Hi, my understanding of the entropy formula is that it's used to compute the minimum number of bits required to represent some data. It's usually worded differently when defined, but the previous understanding is what I relied on until now.
Here's my problem. Suppose I have a sequence of 100 '1' followed by 100 '0' = 200 bits. The alphabet is {0,1}, base of entropy is 2. Probability of symbol "0" is 0.5 and "1" is 0.5. So the entropy is 1 or 1 bit to represent 1 bit.
However you can run-length encode it with something like 100 / 1 / 100 / 0 where it's number of bits to output followed by the bit. It seems like I have a representation smaller than the data. Especially if you increase the 100 to much larger number.

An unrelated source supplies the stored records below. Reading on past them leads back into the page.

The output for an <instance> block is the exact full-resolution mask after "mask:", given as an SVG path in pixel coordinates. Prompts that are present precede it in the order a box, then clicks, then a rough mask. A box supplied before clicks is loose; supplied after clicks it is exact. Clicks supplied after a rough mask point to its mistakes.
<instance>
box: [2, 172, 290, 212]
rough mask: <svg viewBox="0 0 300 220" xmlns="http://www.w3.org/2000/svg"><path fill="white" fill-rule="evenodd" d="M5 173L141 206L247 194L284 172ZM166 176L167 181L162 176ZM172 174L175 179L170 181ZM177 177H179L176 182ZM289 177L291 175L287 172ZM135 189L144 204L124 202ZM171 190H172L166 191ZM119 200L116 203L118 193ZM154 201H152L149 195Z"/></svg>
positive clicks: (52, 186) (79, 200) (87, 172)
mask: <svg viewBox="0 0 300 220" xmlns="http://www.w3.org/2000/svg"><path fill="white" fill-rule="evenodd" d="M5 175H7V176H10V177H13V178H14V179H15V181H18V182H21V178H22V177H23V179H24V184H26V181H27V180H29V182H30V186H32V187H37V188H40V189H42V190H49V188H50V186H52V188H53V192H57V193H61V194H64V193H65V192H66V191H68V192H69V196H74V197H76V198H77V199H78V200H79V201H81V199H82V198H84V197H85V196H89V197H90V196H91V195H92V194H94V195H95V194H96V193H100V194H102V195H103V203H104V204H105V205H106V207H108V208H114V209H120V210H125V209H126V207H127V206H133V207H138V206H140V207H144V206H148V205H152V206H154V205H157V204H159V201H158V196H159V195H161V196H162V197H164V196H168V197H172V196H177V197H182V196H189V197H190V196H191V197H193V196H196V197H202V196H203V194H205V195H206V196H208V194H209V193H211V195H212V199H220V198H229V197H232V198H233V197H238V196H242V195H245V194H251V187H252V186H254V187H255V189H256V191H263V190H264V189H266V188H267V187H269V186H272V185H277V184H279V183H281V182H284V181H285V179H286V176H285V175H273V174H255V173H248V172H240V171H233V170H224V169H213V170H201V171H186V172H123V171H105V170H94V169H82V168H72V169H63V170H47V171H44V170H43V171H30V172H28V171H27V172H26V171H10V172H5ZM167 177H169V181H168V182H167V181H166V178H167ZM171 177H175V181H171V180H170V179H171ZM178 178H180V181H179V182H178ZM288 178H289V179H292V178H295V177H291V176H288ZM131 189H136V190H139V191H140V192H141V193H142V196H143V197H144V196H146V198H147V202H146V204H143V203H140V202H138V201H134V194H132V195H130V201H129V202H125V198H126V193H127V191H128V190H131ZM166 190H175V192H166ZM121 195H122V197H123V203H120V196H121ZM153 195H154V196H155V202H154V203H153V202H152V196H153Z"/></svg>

I'm using: http://en.wikipedia.org/wiki/Information_entropy as reference at the moment. Where did I go wrong? Is it the probability assigned to symbols? I don't think it's wrong. Or did I get the connection between compression and entropy wrong? Anything else?
Thanks.
Edit
Following some of the answers my followup are: would you apply the entropy formula to a particular instance of a message to try to find out its information content? Would it be valid to take the message "aaab" and say the entropy is ~0.811. If yes then what's the entropy of 1...10....0 where 1s and 0s are repeated n times using the entropy formula. Is the answer 1?
Yes I understand that you are creating a random variable of your input symbols and guessing at the probability mass function based on your message. What I'm trying to confirm is the entropy formula does not take into account the position of the symbols in the message.